Wednesday, July 16, 2008

What Do You Do With an Anorexic Eel and Other Quandaries: The Rhino with Glue-On Shoes

The Rhino with Glue-On Shoes: And Other Surprising Stories of Zoo Vets and Their Patients, edited by Lucy H. Spelman, DVM and Ted Y. Mashima, DVM

If you ever dreamed of being a veterinarian when you were little, chances are pretty good that you didn't think about restraining fractious tabbies or using a rectal thermometer on a gerbil or palpating an arthritic cocker spaniel. No, you probably imagined yourself living with the gorillas or swimming with the dolphins or shooting an anesthetic dart into the lion with the thorn in its paw.

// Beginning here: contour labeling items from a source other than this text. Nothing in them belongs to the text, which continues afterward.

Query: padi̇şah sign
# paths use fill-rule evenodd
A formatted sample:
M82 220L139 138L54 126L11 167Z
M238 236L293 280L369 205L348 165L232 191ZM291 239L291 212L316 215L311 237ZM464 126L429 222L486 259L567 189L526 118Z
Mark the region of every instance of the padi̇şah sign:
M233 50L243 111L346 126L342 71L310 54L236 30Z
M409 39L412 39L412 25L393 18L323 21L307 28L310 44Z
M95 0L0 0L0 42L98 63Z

One summer scooping kennel poop in a clinic is usually enough to steer all but the very hardcore away from the job. And even for those that decide to go through with it, the relative stability of a small animal clinic usually looks more appealing than the prospect of moving to Botswana, or of working insane hours with dangerous creatures in a zoo. But still, there are some who opt for these careers and the lifestyle that comes with it. And those are the vets writing about their experiences in The Rhino with Glue-On Shoes.

There's the vet who climbs into a habitat with a wide awake, unrestrained 17-foot crocodile for the express purpose of scraping off a few diseased scales. And there's the one who transports two full-grown whale sharks to Georgia from Taiwan, and another who tracks the nearly extinct Bactrian camel in the Gobi Desert.

Of course, not all of the stories are about exotic and rare animals. Many of the vets write about trying to do things that stretch the limits of medicine, as well as the imagination. Like, say, the difficulties associated with giving an octopus an MRI, or anesthetizing a poison dart frog.

I will warn you, a lot of the essays are pretty badly written, but I hesitate to fault the authors too much. After all, with most of their writing experience coming in report or academic journal form, it's unlikely that many have been asked to engage in much formal storytelling. However, the stories themselves are so fascinating that it's not that difficult to overlook the clumsy passages.

The Rhino with Glue-On Shoes is one of those potato chip books that you can dip into, and pick at to your heart's content. I found it to be excellent subway reading, and was happy to recommend it to my friend who's currently in vet school. She was quite excited about it, but then again, she spent last summer castrating bulls in Zimbabwe, and can probably relate.


Julie said...

OMG, my mom would LOVE this! Thanks!

Gwen said...

Some of my experiences with dog rescue come to mind here.